Ces initiatives numériques sont un complément à une action plus large engageant journalistes, universitaires et institutions spécialisées dans la déontologie. Pour exemple, plusieurs médias français collaborent désormais régulièrement avec des universités et plateformes de recherche afin d’affiner les techniques de vérification.
Axes de coopération pour un journalisme plus fiable dans un contexte globalisé
- Partage en temps réel des bases de données de sources suspectes entre médias.
- Standardisation des protocoles de vérification et d’authentification.
- Formation continue et échanges interprofessionnels internationaux.
- Développement conjoint d’outils et algorithmes anti-fraude.
- Renforcement des cadres légaux internationaux contre la désinformation.

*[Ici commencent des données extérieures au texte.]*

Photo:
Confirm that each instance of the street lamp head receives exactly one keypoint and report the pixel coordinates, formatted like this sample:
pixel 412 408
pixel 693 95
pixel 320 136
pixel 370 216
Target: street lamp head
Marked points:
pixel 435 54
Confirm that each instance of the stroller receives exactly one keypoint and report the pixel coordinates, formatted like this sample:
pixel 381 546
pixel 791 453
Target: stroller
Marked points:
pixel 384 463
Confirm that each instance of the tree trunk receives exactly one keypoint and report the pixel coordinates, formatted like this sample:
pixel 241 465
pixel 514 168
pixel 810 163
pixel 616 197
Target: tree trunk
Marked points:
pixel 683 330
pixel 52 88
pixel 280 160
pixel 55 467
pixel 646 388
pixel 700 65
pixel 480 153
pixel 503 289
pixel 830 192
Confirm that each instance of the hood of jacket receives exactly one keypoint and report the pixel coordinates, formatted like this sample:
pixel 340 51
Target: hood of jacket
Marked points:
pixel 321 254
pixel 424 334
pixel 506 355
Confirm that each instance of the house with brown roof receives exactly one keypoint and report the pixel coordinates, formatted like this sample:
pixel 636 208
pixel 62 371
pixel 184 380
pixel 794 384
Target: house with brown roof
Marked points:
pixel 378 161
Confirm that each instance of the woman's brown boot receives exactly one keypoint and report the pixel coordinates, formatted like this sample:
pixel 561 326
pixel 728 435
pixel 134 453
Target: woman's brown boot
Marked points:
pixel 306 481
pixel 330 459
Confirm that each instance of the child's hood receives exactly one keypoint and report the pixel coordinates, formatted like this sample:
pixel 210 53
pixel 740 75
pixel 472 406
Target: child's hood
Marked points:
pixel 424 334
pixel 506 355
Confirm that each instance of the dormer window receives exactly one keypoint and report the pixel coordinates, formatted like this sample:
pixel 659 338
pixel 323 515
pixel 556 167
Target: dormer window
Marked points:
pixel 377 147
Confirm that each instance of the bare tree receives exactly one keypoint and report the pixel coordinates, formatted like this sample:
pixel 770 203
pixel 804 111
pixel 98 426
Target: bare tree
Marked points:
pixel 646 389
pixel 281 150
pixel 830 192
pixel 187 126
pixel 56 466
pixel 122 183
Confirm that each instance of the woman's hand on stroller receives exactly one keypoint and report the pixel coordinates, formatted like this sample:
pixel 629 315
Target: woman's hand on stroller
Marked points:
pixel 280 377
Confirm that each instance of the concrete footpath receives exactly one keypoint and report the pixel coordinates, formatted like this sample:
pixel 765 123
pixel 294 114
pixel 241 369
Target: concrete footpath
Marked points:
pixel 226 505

Programme ou outil | Portée | Objectif clé |
---|---|---|
vera.ai | Europe | Détection automatisée et analyse des faux profils sur les réseaux sociaux |
Plateformes collaboratives de fact-checking | International | Partage d’informations et détection rapide |
Normes internationales de journalisme | Global | Établir une éthique commune |
Formation interprofessionnelle | Europe/Amériques | Augmenter la rigueur et les compétences |
Législation anti-fake news | Global | Sanctionner la fabrication et diffusion de faux experts |
Ces collaborations annoncent un modèle renouvelé, où les médias, institutions et techniciens unissent leurs efforts face à une menace ayant franchi les frontières. Alors que la technique de falsification gagne en sophistication, la solidarité et l’innovation deviennent les meilleures armes pour garantir une information intacte et fiable.